Project 5 / Face Detection with a Sliding Window

For this project, I implemented Dalal-Trigg's Histogram of Gradient feature representation of images in order to train an SVM classifier to detect human faces in an image. The three main components of the project were creating positive features, sampling negative features, and running the detector on the test set. There is also the matter of tuning the classifier and while I will talk about that more in depth later, the actual code for training the SVM is minimal and is eclipsed by the SVM work done in the previous project.

Positive Features

In order to give the face detector a reference for what a human face looks like, it's necessary to feed it good approximations of what human faces look like.
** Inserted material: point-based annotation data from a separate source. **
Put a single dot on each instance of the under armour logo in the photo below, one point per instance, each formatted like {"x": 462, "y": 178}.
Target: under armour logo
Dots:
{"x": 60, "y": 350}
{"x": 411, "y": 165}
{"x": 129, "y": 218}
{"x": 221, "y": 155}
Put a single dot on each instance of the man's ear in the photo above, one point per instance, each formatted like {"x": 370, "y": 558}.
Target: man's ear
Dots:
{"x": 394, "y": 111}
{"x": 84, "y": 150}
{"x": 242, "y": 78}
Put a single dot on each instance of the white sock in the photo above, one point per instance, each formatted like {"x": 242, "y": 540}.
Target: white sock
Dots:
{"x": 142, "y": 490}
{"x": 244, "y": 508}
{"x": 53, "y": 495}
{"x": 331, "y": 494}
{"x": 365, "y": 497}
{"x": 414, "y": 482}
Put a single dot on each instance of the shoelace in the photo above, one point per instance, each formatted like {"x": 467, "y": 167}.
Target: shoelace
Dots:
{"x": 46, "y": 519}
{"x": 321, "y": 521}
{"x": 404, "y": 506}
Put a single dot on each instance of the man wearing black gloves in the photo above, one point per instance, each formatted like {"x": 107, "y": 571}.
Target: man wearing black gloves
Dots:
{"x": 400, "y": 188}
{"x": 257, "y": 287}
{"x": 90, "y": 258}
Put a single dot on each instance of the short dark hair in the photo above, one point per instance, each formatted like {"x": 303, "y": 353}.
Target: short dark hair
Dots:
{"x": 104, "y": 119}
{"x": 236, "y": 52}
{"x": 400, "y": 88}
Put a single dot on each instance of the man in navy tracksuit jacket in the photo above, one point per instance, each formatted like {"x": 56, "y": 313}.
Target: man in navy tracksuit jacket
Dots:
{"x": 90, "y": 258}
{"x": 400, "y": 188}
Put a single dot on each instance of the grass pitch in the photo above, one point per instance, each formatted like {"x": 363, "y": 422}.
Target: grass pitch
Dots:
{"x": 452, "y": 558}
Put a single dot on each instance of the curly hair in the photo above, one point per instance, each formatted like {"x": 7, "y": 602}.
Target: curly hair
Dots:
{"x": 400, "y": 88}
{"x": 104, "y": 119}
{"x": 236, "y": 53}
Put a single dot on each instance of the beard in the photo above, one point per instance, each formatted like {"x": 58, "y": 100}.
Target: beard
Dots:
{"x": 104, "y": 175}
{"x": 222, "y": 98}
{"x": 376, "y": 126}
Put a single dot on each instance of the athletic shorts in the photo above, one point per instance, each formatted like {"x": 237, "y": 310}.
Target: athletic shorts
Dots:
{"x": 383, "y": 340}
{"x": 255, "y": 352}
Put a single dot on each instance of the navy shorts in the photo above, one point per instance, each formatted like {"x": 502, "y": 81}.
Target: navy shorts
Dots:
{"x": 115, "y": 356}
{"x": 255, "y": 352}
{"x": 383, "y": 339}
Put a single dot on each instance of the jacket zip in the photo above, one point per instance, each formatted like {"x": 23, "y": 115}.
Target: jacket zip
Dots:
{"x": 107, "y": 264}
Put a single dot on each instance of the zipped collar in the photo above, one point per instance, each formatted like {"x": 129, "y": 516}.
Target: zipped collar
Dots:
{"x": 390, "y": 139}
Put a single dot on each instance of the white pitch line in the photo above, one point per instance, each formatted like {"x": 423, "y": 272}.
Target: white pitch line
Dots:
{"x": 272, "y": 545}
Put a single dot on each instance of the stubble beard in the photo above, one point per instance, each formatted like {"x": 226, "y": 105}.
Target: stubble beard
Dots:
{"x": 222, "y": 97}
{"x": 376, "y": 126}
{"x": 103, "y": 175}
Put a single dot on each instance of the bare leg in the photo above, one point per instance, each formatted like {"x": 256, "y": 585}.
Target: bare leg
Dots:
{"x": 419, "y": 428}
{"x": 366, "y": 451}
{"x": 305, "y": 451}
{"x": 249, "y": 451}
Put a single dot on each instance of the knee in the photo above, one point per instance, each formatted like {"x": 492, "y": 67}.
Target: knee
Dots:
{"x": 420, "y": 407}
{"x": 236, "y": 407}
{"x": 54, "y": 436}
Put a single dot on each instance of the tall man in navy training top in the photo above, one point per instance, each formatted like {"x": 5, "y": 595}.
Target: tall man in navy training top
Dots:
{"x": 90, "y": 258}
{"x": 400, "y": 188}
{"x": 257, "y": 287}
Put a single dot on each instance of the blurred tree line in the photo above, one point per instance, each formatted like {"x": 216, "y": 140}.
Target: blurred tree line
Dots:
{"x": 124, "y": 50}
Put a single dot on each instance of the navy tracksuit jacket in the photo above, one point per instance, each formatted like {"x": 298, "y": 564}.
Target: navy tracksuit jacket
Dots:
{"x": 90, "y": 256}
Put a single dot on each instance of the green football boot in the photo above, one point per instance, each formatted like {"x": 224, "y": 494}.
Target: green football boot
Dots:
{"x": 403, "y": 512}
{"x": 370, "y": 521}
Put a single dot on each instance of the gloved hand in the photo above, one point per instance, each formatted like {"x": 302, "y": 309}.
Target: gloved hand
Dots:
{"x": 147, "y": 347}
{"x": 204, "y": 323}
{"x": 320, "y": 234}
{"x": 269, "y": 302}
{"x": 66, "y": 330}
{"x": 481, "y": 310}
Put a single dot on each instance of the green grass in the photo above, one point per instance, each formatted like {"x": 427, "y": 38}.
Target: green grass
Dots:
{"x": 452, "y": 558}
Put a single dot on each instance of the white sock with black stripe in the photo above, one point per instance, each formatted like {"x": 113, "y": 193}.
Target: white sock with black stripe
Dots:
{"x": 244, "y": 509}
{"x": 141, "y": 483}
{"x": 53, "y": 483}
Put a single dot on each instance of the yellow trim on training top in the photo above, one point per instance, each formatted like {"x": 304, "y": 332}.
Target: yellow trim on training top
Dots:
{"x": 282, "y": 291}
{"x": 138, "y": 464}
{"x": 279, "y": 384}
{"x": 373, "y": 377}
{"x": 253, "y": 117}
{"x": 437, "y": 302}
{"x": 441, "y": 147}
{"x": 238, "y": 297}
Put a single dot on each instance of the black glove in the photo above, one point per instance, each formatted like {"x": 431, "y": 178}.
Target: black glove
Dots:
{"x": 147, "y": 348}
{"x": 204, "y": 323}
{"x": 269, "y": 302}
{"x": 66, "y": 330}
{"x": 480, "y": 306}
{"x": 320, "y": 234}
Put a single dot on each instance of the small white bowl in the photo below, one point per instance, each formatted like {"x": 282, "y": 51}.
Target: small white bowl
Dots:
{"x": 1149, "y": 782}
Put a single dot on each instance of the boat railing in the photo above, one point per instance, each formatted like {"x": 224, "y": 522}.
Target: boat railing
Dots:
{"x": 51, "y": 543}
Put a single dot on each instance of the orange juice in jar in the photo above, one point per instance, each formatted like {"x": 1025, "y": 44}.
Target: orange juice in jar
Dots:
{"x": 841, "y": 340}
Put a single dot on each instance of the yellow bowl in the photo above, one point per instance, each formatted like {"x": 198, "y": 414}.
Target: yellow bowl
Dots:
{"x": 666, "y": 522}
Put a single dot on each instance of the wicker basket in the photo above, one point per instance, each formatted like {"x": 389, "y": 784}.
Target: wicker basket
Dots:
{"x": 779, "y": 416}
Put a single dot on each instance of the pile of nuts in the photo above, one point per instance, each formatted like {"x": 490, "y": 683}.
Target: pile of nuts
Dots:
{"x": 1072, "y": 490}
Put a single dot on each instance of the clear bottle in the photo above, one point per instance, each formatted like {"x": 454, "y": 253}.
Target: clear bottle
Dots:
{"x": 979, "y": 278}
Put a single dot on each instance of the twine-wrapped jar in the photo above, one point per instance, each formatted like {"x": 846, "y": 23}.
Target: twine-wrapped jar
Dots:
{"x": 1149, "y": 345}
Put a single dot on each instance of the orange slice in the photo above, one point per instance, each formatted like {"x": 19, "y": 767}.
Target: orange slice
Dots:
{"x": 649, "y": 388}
The function get_positive_features.m implemented this behaviour by reading in each image in the training directory and calling vl_hog on it. Additionally, each image was then flipped over the y axis to create a mirrored image. Since a mirrored face is still essentially a face, this allowed me to double the set of positive images.

Negative Features

On the flip side of positive features, it is important to have a steady supply of negative images so that the classifier can learn what not to classify as a face. Luckily, images of non-faces are very common in nature. So common that the function, get_random_negative_features.m was more concerned with getting a good sample of negative features than getting all of them. To do this, I first selected a random image from the dataset and scaled it by an arbitrary amount (although ensuring that it would be at least large enough to fit one 36x36 window HoG). From this, I then took a random patch of the image and calculated the HoG for that. This procedure was repeated for as many samples as necessary. In practice, around 40k negative samples seemed to give me good performance.

SVM Training

Linear Support Vector Machines have one main hyperparameter - lambda - which denotes the Complexity/Regularization of the SVM, with a lower score indicating a higher regularization and bigger margin between the two classes. A small lambda value of 0.0005 gave me the best results here. With this classifier, the HoG representation of a human face ends up looking something like this:

Face Detection

Having created a face recognizer, the next step was to see how well it could detect likely faces in a larger image. To accomplish this, each image was converted into its HoG feature representation, then iterated over in a sliding window to classify those gradients as either a face or not a face. If the classification passed over a threshold of -0.1, then the classification was kept to non-max suppression later. For each image, this process was done at scales ranging from full size to 10% size in order to allow our classifier to detect faces much larger than those it had been previously trained on. Finally non-max suppression was run on the detected faces in order to eliminate overlapping duplicates. In some cases, this decreased total detections by an order of 10.

Results

With the training parameters mentioned above, average precision and recall scores both were around 70%. When I tried decreasing HoG cell size to 3 or 4 pixels rather than 6, much higher scores in the neighborhood of 80% were achieved, however those tests took much longer than the allotted 10 minutes to run on my computer and so while more accurate, they do not reflect the more useable results gotten from using cell sizes of 6.

Upon receiving this less than stellar precision, I decided to investigate what sort of images were the most troubling for my classifier. Large faces tended to be an issue for my classifer, especially female ones. Additionally, cartoon/drawn faces and non-square ones tended to be difficult for the classifier.

On the otherhand, male faces tended to do pretty well, even fairly noisy depictions.